21-27 June 2013 #661

#GenderViolence

Social media spreads the message quick, but cannot replace grassroots activism
Trishna Rana
When the Arab Spring erupted in 2011, social media was the catalyst that unified demonstrators and accelerated the movement. Since then netizens around the world began seeing social media as an alternative means to inspire grassroots movements and help find solutions to issues from poverty to unemployment to violence against women.

As experts and activists gathered in Kathmandu this week to discuss the progress made in understanding and reducing violence against women, the conversation kept returning to the role of social media. How can platforms like Twitter, Facebook, YouTube, and blogs be utilised to educate and engage men and women about domestic violence and rape? Is it possible to translate online activism to a change in values offline?

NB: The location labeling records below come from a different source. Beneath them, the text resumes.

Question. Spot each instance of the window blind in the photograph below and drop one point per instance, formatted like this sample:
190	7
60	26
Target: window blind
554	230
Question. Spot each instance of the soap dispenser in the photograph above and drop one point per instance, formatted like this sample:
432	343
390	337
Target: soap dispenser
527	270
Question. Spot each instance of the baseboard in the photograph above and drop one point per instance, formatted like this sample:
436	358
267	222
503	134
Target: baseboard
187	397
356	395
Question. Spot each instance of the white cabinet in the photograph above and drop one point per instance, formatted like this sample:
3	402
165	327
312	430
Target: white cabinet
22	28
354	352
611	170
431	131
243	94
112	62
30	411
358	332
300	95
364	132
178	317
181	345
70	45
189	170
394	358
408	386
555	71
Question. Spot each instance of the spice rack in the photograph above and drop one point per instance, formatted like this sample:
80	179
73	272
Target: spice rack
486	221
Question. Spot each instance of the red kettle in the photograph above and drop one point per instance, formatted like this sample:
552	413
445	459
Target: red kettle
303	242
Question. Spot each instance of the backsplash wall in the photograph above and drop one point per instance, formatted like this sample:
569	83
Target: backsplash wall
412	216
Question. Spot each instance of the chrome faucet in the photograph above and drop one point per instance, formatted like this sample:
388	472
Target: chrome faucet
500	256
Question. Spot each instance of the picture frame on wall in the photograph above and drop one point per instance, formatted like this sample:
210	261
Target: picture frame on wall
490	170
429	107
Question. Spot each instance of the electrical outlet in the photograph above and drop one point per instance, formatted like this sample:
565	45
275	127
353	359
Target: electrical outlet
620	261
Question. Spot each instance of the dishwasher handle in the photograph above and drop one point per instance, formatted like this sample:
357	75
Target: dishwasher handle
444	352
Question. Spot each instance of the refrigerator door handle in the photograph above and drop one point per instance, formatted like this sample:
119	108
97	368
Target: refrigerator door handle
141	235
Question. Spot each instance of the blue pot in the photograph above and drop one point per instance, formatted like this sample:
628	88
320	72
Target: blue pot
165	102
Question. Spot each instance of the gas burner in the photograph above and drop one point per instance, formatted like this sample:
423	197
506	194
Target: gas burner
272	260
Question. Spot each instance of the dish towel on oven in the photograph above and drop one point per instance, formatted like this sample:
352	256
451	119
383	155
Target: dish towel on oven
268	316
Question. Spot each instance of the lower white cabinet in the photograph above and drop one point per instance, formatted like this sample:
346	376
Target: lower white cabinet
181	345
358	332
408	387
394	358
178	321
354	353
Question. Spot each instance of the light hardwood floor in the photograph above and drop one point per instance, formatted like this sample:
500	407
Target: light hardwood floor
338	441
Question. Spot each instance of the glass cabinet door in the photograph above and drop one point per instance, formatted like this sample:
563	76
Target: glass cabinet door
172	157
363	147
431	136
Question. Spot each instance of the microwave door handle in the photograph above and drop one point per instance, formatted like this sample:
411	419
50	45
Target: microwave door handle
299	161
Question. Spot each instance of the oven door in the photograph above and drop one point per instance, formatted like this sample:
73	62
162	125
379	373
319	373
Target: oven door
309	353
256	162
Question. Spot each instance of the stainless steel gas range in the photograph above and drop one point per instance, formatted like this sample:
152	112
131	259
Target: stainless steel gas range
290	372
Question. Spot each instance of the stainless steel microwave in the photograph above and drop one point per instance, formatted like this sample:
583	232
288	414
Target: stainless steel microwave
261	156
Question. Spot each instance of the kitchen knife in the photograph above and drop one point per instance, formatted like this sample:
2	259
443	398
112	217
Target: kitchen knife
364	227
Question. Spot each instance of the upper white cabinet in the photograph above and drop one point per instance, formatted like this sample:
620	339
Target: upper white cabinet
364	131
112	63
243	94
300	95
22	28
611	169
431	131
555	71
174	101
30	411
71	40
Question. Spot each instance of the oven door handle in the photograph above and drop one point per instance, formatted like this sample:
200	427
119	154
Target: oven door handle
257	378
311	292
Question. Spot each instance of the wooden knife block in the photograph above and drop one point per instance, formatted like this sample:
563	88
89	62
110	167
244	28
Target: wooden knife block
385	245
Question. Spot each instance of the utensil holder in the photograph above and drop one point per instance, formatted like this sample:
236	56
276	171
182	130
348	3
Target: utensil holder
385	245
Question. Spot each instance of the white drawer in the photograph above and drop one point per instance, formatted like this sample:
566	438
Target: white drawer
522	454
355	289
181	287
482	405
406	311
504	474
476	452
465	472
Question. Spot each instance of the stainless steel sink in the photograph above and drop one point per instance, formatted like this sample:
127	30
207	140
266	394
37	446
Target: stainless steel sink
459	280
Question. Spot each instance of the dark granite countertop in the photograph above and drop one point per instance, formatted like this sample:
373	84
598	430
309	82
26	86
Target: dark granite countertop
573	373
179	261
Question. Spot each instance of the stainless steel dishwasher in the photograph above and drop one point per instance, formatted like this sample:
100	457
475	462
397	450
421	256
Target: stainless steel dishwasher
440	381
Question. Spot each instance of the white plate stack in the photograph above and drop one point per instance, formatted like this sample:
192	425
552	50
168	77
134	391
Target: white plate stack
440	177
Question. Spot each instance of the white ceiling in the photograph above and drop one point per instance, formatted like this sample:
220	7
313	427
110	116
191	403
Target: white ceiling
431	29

Away from the purview of traditional mainstream media, social media has helped democratise Nepal’s public sphere and provided an outlet to large groups of otherwise unheard voices. However, in a country where the entire discourse on gender is driven by a middle class, Kathmandu-centred understanding and issues of representation have been deeply problematic, social media might actually widen the gap between women who are suffering and those who chose to speak on their behalf.

Currently a quarter of Nepal’s population has access to the internet. There are 1.45 million facebook users and a couple thousand active on twitter (most of them men). In this confined space, who gets to decide what constitutes violence, who gets to decide which ‘forms’ of violence are more ‘pressing’ and need greater attention? Like Urmila Chaudhary, a former kamalari, asked at the conference where were netivists when kamalaris were baton charged by the police in the middle of the capital for demanding justice?

As we reported in this paper last week, a group of ordinary women in Bageswor, Accham district successfully mobilised their community to put an end to Chhaupadi – a humiliating and harmful practice of sending women to live in cow-sheds during periods or childbirth. Women like them help change attitudes at the grassroots level, but in the realm of social media their efforts are reduced to simplistic VAW and GBV hashtags.

One way of stamping out gender violence is to have longer, persistent dialogues that seek to change the patriarchal value systems of an entire generation. But a medium where what is news right now is relegated to the annals of the internet an hour later and where users are known for their notoriously short attention span, might not be the best place to carry out meaningful discussions.

For four months, the Occupy Baluwatar movement managed to stir up urban Nepalis’ conscience and every morning a small yet loyal base of supporters kept showing up outside the PM’s residence demanding for justice for Sita, the young woman who was robbed and raped by immigration officials on return from Saudi Arabia, and others like Chori Maya Maharjan. After Khil Raj Regmi promised to fast-track the cases and provide justice to victims and their families, the protests were suspended in mid-April.

Today the core group of campaigners is still actively involved with Sita and Chori Maya’s court cases and updates the Twitter page regularly, but the larger debate seems to have fizzled out. While the movement was successful in convincing like-minded Nepalis to come together through Twitter and Facebook, it also exposed the inherent weakness of social media: make people “stick around for the longer conversation”.

When a woman is raped or beaten, forced to abort, or made to sleep in cow-sheds, she needs supportive family, friends, and community members, strong laws, and a sensitive and efficient justice system.

Creating this system should be the focus of both the state and organisations working to promote gender equity. Social media, though an important messenger, comes second.